Chilton concluded by addressing the great stakes if the laws governing guilt and innocence were not “upheld in integrity and truth and independence”, then we can say “Farewell to all the blessings of a free government, and soon will follow that which is so much dreaded – the dissolution of the Union; soon will follow a revolution of all the practices, all of the precedents, of all the conservatism which binds us together”.
Andrew Hunter rose for the Commonwealth. Governor Wise might have declared “martial law” and administered “drum-head justice”, but instead the Governor took the “high conservative ground” of which Virginians were “justly proud”, Hunter argued.
The Verdict and Allocution
Foreman John C. Wiltshire announced the verdict: “Guilty. Guilty of treason and conspiring and advising with slaves and others to rebel and murder in the first degree”. The Clerk ordered Brown to stand and “say why sentence should not be pronounced upon him”. John Brown rose:
This court acknowledges, as I suppose, the validity of the law of God. I see a book kissed here which I suppose to be the Bible, or at least the New Testament. That teaches me that all things whatsoever I would that men should do to me, I should do even so to them. It teaches me, further, to “remember them that are in bonds, as bound with them.” I endeavored to act up to that instruction. I say I am yet too young to understand that God is any respecter of persons. I believe that to have interfered as I have done–as I have always freely admitted I have done–in behalf of His despised poor was not wrong, but right. Now, if it is deemed necessary that I should forfeit my life for the furtherance of the ends of justice, and mingle my blood further with the blood of my children and with the blood of millions in this slave country whose rights are disregarded by wicked, cruel, and unjust enactments–I submit; so let it be done!
Ironically Brown’s brilliant allocution could serve as the template for those who demand military justice today. Brown’s elevation to martyrdom could be cited as reason for why we should not afford our enemies today the same rights that slaveholders afforded their mortal enemies as our national fiery trial approached.

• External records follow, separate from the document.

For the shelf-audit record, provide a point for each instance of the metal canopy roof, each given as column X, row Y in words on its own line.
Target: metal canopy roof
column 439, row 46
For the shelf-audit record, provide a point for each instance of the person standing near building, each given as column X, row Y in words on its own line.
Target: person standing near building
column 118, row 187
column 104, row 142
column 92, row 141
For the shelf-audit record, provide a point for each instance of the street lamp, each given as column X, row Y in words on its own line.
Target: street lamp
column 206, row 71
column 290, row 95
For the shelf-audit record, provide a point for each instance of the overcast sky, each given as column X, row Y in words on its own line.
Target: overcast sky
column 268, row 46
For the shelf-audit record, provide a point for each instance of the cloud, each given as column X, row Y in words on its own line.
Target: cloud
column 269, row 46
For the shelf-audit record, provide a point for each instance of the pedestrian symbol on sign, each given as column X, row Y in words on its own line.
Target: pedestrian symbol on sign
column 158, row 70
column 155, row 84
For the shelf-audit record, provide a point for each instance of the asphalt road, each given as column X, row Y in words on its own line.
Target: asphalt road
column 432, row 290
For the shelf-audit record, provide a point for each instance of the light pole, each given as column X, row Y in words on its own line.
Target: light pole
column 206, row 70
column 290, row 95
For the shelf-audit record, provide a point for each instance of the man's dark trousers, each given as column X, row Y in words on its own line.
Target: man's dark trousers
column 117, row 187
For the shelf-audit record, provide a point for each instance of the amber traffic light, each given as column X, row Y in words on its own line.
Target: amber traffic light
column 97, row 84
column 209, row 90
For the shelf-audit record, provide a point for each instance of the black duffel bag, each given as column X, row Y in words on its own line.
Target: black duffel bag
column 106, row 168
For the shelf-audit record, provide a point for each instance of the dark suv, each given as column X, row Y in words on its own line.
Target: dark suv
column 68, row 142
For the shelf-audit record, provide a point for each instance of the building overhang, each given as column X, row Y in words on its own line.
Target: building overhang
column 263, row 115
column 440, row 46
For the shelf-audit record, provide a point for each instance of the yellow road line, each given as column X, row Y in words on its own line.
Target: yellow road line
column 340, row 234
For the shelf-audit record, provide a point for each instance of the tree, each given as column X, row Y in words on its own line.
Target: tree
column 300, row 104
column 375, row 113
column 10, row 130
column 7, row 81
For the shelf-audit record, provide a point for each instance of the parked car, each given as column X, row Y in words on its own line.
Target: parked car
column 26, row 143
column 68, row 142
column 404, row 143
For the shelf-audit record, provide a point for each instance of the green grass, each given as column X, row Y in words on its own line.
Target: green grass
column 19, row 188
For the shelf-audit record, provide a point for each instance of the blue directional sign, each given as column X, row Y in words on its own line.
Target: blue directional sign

Justice was shockingly swift, the outcome a virtual certainty. Brown – the implacable enemy of slavery – had slave holders appointed as his counsel. Yet they had performed diligently, loyally, and competently, following their client’s instructions. Their diligence extended to their independence – raising issues to which their client objected – such as that of sanity. Although Hoyt and Griswold did not face opprobrium in the increasingly sympathetic north, Samuel Chilton, a lawyer working for a fee – did. His defense of the enemy of all who sought to defend Virginia’s republican slavocracy certainly risked local opprobrium, even as it merited the historian’s commendation.
Whoever today represents Khalid Sheikh Mohammed and his cohorts (whether civilian or officer in the chain of command in the Judge Advocate General Corps) could do far worse than to follow the example of Thomas Green, Lawson Botts, Charles Faulkner, George Hoyt, Hiram Griswold and Samuel Chilton.
George W. Conk is an Adjunct Professor of Law and Senior Fellow at Stein Center for Law & Ethics, Fordham Law School.